I wanted to look at F2 values for each vowel and see how much variation there was. First, I imported the necessary packages into my code and read in the data.
library(dplyr)
##
## Attaching package: 'dplyr'
## The following objects are masked from 'package:stats':
##
## filter, lag
## The following objects are masked from 'package:base':
##
## intersect, setdiff, setequal, union
library(ggplot2)
data <- read.csv('Peterson-Barney.csv')
Then, I used dplyr to group the data rows by speaker.
by_speaker = data %>%
group_by(Speaker)
I used ggplot to make a box plot where different vowels are along the x-axis, and their recorded F2 values are on the y-axis. (I had to look up how to order x-values based on some value using reorder().) I also color-coded by sex. I did not expand the limits to y=0, because I figured I was only interested in the relative F2 values anyway.

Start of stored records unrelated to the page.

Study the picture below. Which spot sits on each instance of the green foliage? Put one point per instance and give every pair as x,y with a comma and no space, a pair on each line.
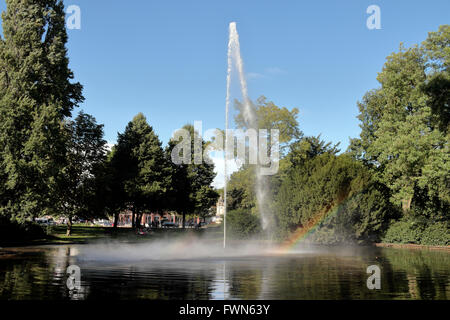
15,231
410,230
339,192
191,191
241,224
36,96
86,152
270,116
404,122
143,174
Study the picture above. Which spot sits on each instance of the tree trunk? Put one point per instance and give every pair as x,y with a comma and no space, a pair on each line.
138,220
69,227
406,204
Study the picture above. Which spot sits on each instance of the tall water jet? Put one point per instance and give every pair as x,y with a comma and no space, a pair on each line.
250,118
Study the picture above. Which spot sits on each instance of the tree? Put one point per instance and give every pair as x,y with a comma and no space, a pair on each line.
36,96
77,189
404,127
192,192
270,116
141,167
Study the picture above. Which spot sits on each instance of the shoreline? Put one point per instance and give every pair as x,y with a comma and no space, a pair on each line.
411,246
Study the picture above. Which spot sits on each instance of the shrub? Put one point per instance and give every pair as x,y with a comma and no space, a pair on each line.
413,230
241,224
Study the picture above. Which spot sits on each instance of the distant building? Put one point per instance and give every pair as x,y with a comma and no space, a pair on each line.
220,211
125,218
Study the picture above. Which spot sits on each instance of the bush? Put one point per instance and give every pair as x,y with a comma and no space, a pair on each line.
354,206
13,231
413,230
241,224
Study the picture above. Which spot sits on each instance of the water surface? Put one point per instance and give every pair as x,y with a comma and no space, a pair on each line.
338,273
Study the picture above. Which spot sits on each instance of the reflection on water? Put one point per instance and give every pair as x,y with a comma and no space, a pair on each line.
40,273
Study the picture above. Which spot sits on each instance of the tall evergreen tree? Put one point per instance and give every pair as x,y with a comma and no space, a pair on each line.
142,169
78,192
36,95
191,191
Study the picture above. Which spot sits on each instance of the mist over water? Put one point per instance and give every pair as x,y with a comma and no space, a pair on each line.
172,249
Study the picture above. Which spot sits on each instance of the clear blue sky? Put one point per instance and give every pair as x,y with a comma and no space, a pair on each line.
167,59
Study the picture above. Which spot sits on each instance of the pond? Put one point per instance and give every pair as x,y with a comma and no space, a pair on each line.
35,273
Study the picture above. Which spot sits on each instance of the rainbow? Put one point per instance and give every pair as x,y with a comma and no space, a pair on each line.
311,226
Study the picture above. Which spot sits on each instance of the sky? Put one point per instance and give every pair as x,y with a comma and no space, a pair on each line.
167,59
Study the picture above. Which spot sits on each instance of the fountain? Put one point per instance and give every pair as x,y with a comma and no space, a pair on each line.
250,118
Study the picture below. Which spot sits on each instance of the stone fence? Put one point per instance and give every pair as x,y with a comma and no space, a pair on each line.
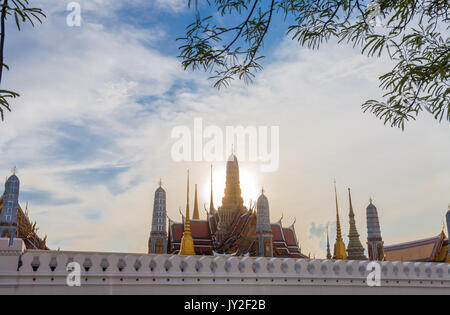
45,272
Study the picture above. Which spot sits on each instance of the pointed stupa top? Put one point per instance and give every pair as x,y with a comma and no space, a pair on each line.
187,243
355,249
373,222
448,221
340,251
329,257
232,199
262,214
211,202
196,215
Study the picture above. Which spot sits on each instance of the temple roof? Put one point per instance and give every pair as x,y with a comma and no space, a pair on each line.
26,230
428,249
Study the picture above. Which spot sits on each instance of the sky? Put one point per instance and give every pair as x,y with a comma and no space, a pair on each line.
91,133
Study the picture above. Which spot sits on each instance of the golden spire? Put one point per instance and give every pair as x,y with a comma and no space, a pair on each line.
187,243
211,202
340,251
196,213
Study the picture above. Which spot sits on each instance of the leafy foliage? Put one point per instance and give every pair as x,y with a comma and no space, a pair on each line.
412,33
22,13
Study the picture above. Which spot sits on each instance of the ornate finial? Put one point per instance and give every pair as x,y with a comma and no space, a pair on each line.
293,224
282,216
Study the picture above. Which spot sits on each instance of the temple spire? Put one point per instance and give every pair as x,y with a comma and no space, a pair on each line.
374,239
339,247
329,257
355,249
196,215
211,202
187,243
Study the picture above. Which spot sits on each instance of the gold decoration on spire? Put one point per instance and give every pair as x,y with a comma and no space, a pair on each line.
340,252
187,243
196,215
211,202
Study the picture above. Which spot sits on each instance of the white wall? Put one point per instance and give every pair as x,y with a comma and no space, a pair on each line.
166,274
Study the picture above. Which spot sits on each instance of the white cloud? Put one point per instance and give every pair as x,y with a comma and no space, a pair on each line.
174,5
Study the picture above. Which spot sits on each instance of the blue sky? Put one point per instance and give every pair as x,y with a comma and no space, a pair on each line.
90,134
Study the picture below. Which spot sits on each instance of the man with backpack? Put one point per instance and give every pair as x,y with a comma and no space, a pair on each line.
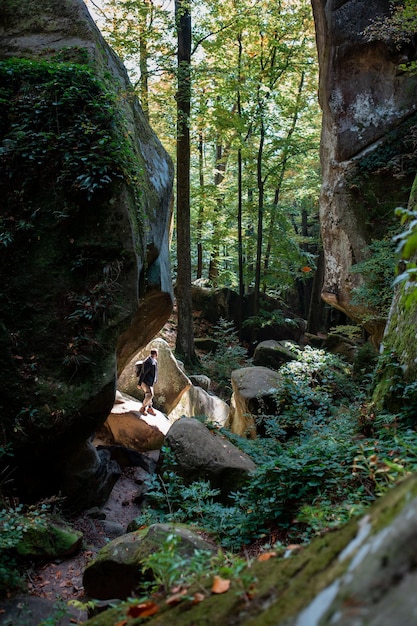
147,378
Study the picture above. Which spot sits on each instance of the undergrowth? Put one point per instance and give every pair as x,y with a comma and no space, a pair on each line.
320,460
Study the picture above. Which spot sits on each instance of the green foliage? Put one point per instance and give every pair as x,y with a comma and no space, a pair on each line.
313,465
377,273
14,523
59,123
309,391
350,331
229,355
170,569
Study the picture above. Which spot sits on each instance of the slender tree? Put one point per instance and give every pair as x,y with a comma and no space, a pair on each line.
185,330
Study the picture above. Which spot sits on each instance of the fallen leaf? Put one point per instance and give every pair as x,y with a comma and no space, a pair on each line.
198,597
294,546
265,556
220,585
146,609
176,597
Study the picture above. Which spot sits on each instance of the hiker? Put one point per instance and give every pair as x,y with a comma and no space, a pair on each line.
146,381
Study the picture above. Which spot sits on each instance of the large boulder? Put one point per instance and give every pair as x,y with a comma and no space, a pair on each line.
172,381
254,394
117,571
367,152
203,454
86,206
273,354
363,574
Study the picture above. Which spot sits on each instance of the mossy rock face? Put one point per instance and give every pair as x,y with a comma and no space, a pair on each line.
84,259
369,563
117,570
368,164
397,367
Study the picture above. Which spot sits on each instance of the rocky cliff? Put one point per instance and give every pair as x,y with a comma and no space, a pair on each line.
85,190
367,151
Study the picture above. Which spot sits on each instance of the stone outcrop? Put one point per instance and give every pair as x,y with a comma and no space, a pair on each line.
273,354
198,402
368,164
86,205
126,426
363,573
203,454
117,570
253,395
172,381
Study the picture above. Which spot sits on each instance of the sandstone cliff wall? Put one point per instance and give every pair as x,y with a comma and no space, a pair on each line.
85,190
369,116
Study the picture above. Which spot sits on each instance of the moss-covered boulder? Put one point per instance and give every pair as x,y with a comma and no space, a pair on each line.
363,573
204,454
49,540
84,260
273,354
117,570
367,153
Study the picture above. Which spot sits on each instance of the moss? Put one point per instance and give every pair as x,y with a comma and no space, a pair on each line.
398,364
49,540
283,586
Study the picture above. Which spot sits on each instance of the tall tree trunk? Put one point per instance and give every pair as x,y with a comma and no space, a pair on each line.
285,159
222,155
201,206
240,193
185,331
143,60
259,236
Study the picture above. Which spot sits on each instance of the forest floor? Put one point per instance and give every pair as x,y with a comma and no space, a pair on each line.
62,580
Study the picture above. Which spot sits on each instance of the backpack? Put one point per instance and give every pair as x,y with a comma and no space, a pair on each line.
139,368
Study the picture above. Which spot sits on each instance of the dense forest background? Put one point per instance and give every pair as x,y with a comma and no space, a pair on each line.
254,127
231,90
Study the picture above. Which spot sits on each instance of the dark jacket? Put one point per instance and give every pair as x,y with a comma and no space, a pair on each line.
149,374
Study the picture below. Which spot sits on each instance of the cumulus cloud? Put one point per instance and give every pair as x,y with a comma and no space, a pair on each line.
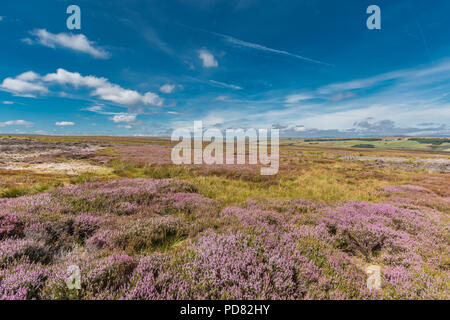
24,85
294,98
16,123
30,84
167,88
225,85
74,78
124,117
75,42
207,58
64,123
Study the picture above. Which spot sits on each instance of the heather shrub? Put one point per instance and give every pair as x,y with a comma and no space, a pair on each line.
14,251
85,225
367,229
142,235
24,281
109,277
11,225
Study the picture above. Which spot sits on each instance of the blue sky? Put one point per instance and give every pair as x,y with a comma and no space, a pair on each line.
308,68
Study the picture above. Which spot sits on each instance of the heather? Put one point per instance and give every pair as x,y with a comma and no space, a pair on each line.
142,228
161,239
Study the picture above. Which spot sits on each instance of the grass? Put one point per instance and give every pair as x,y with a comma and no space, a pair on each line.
312,173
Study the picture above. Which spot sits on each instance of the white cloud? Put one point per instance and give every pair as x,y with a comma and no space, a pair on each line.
294,98
225,85
127,97
23,85
76,42
167,88
124,117
74,78
30,84
64,123
16,123
207,58
221,98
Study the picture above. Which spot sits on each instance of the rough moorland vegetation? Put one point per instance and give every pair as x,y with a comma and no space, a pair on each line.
144,229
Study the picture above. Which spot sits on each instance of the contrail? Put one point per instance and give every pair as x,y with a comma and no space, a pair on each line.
258,46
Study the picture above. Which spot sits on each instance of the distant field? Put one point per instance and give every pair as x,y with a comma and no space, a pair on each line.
140,227
381,143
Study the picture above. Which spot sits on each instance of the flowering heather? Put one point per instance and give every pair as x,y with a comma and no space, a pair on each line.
160,239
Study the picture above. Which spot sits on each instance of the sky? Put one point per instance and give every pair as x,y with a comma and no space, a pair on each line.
310,68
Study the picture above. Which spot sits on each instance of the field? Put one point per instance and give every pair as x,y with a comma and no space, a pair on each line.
140,227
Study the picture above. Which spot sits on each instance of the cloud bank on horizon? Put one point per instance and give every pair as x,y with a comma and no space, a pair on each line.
308,69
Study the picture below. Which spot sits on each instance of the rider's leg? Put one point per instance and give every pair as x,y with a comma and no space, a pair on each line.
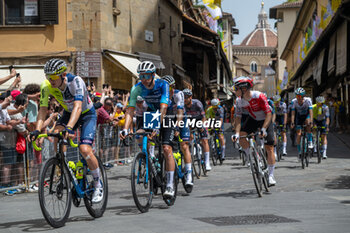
170,165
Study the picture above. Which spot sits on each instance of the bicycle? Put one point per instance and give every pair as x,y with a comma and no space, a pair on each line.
147,175
279,143
56,177
198,162
258,164
215,147
180,168
306,152
318,142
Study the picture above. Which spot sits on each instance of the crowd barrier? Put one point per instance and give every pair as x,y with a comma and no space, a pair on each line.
21,171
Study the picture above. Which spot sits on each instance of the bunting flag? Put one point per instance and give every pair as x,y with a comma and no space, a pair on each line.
214,10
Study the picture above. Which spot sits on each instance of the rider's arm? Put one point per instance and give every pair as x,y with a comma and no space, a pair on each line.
76,112
267,120
129,116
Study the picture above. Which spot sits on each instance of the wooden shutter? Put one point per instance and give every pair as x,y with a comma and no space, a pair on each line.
48,12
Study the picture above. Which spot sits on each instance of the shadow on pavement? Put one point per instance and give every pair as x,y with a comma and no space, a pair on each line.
342,182
119,177
38,225
246,194
124,210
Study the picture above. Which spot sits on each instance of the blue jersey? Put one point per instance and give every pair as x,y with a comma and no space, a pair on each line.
176,102
154,97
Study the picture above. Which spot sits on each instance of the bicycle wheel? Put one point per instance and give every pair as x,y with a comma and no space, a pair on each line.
255,172
196,163
187,188
318,146
141,187
169,201
55,195
96,210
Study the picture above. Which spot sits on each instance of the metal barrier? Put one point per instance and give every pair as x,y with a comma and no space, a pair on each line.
21,172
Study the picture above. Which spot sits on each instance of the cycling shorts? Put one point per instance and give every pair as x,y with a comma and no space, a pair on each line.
321,124
87,121
250,125
300,120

ggplot(by_speaker, aes(x = reorder(Vowel, F2.hz), y=F2.hz, color=Sex)) +
geom_boxplot() +
ggtitle("Boxplot of F2 Values per Speaker")
It looks like some of the vowels have greater variation than others. For example, the box and range for “ao” is smaller that of “uw”. Something I noticed is that there are generally more outliers for vowels with higher average F2, and almost no outliers that occur below the standard range. Gender-wise, there does not seem to be a consistent difference in the F2-variation between the male and female speakers (the boxes and whiskers are about the same size for each vowel), but interestingly, there were significantly more male outliers for every single vowel.